Summary
“Evie/Joe” is an odd start to Tales of the Walking Dead, delivering an odd-couple rom-com with a fair helping of silliness.
Well, that was bizarre, wasn’t it? I’ve said this plenty of times before, but there is no weirder show anywhere in the TV landscape, network, or streaming than The Walking Dead. No show that I’m aware of has fluctuated so much in quality and been so consistently able to reinvent itself, both for the better and, often, for the worse. No show has spawned so many spin-offs that ran the gamut from generally pointless to better than the flagship series to utterly abominable – and that’s just five seasons of Fear the Walking Dead. The less said about The Walking Dead: World Beyond, the better.
Tales of the Walking Dead Tries Something New
But people have often asked how this series is still ironically alive, and the answer is right above you. That willingness to change, branch out, try new things, and even radically change old ones means something; it’s creative CPR to resuscitate the corpse of a once-great brand when all else has failed. You can’t rely on The Walking Dead to be anything other than weird. But blimey, you can rely on it for that.
It’s fitting that the premiere of Tales of the Walking Dead, “Evie/Joe,” is a knockabout rom-com starring Terry Crews as a lonely doomsday prepper and Olivia Munn as a vegan capoeira master. I mean, why not, at this point?
But for all its radical deviations in the established tone and style, “Evie/Joe” accomplishes something in one episode that has sometimes been failed at across multiple seasons in the series – it introduces and develops characters with actual depth. Set about a year after the end of the world, it hones in on that particular slice of the population who were uniquely qualified to thrive in the apocalypse, just as they’re beginning to realize that perhaps they’re not entirely better off alone.
Both Evie and Joe have idealistic romances of their own that they’ve clung to over the last twelve months; Joe’s is a poetic online correspondence with a fellow prepper, while Evie’s is a new-age therapeutic arrangement with a man who angrily paints people he hates.
Both have deluded themselves, to some extent, that if they can reunite with these connections to their previous lives, they can continue as they were, but what they’re both really looking for is closure and, with it, the permission to live forward rather than idling on pause.
“Evie/Joe” utilizes a lot of worn-out rom-com tropes – two lonely people who believe they’re fated to be with others gradually soften, despite the fact they have little in common at first (he’s a muscular traditionalist, she’s a new age hippie type).
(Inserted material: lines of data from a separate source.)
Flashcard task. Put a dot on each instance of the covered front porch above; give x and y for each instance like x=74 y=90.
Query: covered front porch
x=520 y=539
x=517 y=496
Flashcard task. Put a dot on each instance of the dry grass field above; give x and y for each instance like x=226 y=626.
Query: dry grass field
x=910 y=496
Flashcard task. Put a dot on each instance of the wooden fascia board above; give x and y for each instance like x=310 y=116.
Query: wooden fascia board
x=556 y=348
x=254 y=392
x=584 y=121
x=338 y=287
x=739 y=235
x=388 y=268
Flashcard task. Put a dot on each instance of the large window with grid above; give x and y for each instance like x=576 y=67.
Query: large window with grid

Crews and Munn are both fine, even good in spots, but I never bought into them romantically.
I did, though, see how their individual perspectives evolved because of their proximity to each other, so perhaps that’s just as good. The truth at the core of the relationship is better than the overtly silly context it exists within. I almost wish these two had been introduced in something more serious or morally challenging.
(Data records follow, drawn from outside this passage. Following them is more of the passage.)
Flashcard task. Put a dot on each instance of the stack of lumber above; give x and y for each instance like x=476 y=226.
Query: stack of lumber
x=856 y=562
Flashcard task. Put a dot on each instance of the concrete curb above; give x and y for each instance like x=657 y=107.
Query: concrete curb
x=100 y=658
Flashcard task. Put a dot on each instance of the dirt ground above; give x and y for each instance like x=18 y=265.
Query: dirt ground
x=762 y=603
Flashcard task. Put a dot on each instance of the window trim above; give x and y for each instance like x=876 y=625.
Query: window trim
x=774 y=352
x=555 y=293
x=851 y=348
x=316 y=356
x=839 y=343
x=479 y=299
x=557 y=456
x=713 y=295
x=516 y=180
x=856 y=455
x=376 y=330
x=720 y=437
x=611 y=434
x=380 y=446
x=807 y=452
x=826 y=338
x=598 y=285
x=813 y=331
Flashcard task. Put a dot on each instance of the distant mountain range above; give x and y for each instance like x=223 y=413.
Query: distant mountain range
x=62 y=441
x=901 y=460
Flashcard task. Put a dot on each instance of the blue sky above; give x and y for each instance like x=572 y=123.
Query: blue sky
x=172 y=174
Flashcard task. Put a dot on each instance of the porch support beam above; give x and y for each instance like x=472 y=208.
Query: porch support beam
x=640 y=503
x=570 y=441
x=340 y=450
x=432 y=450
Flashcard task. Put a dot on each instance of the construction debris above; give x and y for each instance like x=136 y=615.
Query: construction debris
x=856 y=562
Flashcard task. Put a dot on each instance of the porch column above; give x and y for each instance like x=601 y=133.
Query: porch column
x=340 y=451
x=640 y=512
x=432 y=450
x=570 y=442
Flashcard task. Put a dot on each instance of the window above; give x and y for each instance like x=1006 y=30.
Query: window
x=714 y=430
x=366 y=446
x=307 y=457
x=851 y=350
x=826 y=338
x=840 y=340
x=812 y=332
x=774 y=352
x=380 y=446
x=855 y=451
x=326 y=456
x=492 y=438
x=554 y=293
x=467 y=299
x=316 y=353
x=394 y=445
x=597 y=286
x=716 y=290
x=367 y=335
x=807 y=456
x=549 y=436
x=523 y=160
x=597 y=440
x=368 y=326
But here we are. If anything, an anthology format is a good excuse for the overly familiar universe of The Walking Dead to be approached from an unusual angle, for usually serious topics to be made light of, and for the audience to know that they don’t need to wait six seasons to find out a little more about what makes the characters tick. Some of the hardcore fanbases will hate this episode, so leading the charge is worthy of respect, at the very least.